Una bestia quiere que la otra parte no deje de preguntarse qué hizo mal, que se atormente por los interrogantes que producen sus acciones. Fantasea con ser el epicentro emocional de alguien. Por eso, detrás del velo del amor repentino, se esconde la manipulación. Le da el dulce para arrebatárselo fugazmente: de un instante a otro afirmará no estar más incentivado por su víctima, aunque tiene más que claro que ella fue el único aliciente que lo levantaba del sillón cuando todo parecía carecer de sentido y derrumbarse.

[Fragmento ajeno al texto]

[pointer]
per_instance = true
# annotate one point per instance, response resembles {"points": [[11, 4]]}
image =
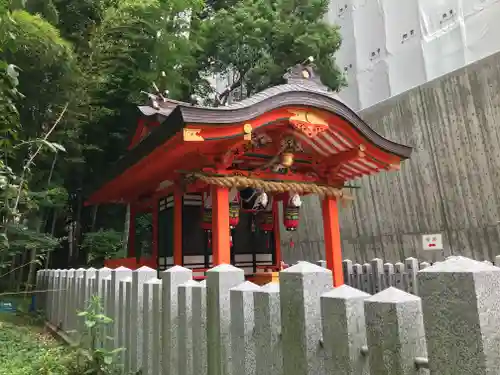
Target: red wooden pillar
{"points": [[131, 231], [333, 248], [276, 230], [221, 249], [155, 212], [178, 257]]}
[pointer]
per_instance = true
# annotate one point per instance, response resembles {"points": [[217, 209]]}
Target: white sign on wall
{"points": [[432, 241]]}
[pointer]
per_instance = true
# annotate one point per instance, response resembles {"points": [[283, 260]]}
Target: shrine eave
{"points": [[260, 104], [175, 116]]}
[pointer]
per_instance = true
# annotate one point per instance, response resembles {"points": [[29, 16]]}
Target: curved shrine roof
{"points": [[303, 89]]}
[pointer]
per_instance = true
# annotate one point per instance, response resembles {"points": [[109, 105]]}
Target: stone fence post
{"points": [[395, 332], [172, 279], [113, 306], [220, 280], [135, 333], [461, 305], [199, 294], [152, 328], [185, 301], [344, 330], [268, 343], [242, 327]]}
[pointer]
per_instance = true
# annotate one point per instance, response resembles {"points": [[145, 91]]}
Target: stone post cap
{"points": [[392, 296], [120, 269], [461, 265], [305, 267], [144, 269], [247, 286], [345, 292], [221, 268], [269, 288]]}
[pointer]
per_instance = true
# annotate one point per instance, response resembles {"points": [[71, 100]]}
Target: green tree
{"points": [[255, 41]]}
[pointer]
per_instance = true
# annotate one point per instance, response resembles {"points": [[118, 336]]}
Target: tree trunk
{"points": [[20, 271], [52, 230], [126, 229]]}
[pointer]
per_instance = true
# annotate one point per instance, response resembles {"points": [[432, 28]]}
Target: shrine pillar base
{"points": [[221, 248], [333, 244]]}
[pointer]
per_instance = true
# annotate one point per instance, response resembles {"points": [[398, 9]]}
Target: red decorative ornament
{"points": [[265, 218], [291, 212]]}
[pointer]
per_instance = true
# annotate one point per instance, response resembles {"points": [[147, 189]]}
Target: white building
{"points": [[390, 46]]}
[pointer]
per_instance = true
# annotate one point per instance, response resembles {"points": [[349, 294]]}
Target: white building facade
{"points": [[390, 46]]}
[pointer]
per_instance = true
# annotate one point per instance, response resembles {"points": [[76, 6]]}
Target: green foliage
{"points": [[90, 60], [26, 350], [257, 41], [94, 359], [21, 238], [101, 245]]}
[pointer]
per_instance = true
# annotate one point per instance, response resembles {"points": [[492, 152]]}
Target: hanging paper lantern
{"points": [[206, 222], [291, 211], [266, 219], [253, 199], [234, 208]]}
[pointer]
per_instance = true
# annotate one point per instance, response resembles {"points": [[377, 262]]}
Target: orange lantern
{"points": [[234, 208], [206, 221], [265, 218], [291, 211]]}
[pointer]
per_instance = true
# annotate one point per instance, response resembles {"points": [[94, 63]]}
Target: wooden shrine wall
{"points": [[451, 185]]}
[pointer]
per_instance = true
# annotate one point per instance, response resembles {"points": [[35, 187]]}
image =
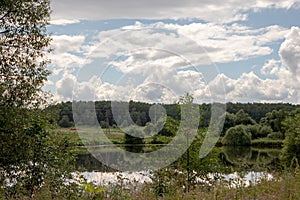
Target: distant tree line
{"points": [[139, 113]]}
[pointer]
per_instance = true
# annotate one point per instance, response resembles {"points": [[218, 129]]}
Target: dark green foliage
{"points": [[274, 119], [265, 131], [258, 131], [230, 121], [237, 136], [291, 150], [23, 44], [28, 147], [276, 136], [31, 159], [135, 144], [170, 128], [65, 122], [242, 117]]}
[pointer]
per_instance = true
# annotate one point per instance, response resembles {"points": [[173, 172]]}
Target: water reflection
{"points": [[237, 157], [251, 157]]}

El monstruo no es estúpido —en realidad sí, porque en el afán de que la presa no huya, delatará sus próximas jugadas—; comprende bien que el interés no se pierde de la nada. Lo que sí vislumbra es cuándo su poder comienza a disolverse. Pero la realidad siempre le mostró que del otro no existía esa bella —pero abandonada— princesa sino que se trataba de una persona plantada y con límites claros, que nunca quiso adaptarse a sus moldes; sólo que la bestia prefirió habitar su fantasía. En tanto, actuó acorde a su manual: evadir culpas que eviten enfrentarse a sus errores, intentando que la figura atrapada en su red se sienta responsable de su bienestar.
En cuestiones del amor, no sabe cómo funciona. Mucho menos conecta desde lo sincero; sólo imita la forma de querer de personas anteriores, esas que se fugaron con lo poco que les quedó porque —sin un ápice de bondad— les quitó hasta el alma. Por tal razón, pese a tener capacidad de cambio, está aferrado con cadenas oxidadas a su zona de confort, negándose a evolucionar por miedo a enfrentar sus propios demonios. Una lucha intensa y necesaria que ni la bestia ni el hombre genuino están dispuestos a transitar.

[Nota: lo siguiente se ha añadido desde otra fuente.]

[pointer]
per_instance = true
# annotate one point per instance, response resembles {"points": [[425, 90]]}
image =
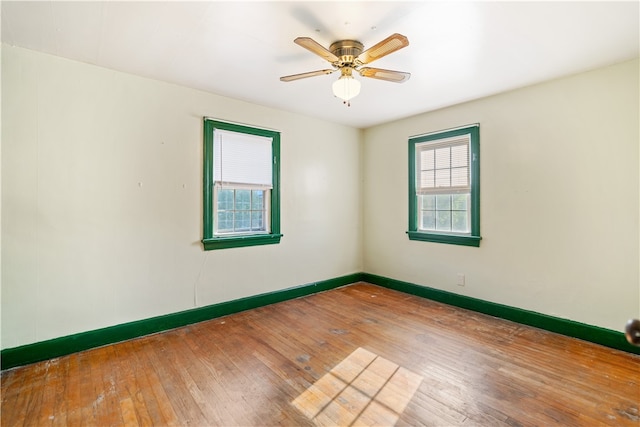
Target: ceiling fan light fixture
{"points": [[346, 87]]}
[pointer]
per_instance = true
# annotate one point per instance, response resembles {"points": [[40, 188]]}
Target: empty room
{"points": [[320, 213]]}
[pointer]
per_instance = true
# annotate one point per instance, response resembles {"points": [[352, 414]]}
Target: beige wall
{"points": [[559, 200], [102, 200]]}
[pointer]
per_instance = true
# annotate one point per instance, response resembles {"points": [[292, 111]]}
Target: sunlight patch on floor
{"points": [[363, 389]]}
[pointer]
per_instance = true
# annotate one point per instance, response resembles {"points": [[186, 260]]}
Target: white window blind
{"points": [[241, 158], [443, 166]]}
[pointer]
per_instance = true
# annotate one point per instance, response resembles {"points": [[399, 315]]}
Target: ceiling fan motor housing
{"points": [[347, 51]]}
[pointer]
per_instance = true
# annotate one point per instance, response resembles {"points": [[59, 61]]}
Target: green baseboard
{"points": [[36, 352], [44, 350], [594, 334]]}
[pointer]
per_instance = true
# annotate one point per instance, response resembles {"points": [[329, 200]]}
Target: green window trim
{"points": [[471, 239], [211, 241]]}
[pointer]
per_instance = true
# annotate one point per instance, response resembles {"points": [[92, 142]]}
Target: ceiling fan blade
{"points": [[305, 75], [388, 75], [385, 47], [315, 47]]}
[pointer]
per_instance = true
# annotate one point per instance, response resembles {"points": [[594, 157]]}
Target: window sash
{"points": [[443, 166], [242, 159], [266, 211]]}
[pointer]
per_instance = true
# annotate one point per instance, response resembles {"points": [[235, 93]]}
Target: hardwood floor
{"points": [[357, 355]]}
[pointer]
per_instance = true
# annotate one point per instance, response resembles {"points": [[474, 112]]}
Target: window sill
{"points": [[452, 239], [240, 241]]}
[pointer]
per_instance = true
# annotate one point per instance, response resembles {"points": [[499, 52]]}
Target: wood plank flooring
{"points": [[357, 355]]}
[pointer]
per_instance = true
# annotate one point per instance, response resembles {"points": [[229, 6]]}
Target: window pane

Ante todo esto, ella —atrapada en su juego— siente ambigüedad: quisiera ser devorada aún sabiendo que camina por un campo minado. Porque sí, el monstruo es tan fascinante y oscuro que logra cautivarla al esbozar una palabra e incendiarla con una mirada. Pero eso solo no alcanza; no le permite construir y en el fuego que genera no hay suavidad, sólo cenizas.
El verdadero hechizo no está en la sinfonía que emite la bestia sino en no caer rendida ante su canto inconcluso. Porque hay algo más fuerte que el deseo: la tranquilidad de lo que no duele. Ahí es donde hay que actuar con cautela y mantenerse en alerta: la bestia siempre volverá… por más. Y no por amor sino para asegurarse de que la llama no se haya extinguido. Eso significa que siempre tendrá nuevas máscaras y, con ellas, nuevas falsas promesas.
Al final, la presa también puede ser bestia, pero una que opera con inteligencia y sensibilidad. Que su escuela fue la ternura y su fortaleza, la seguridad. Y quizás, el monstruo también quiera ser devorado, pero no está dispuesto a descubrir otra forma de amar, alejada del dolor y la posesión.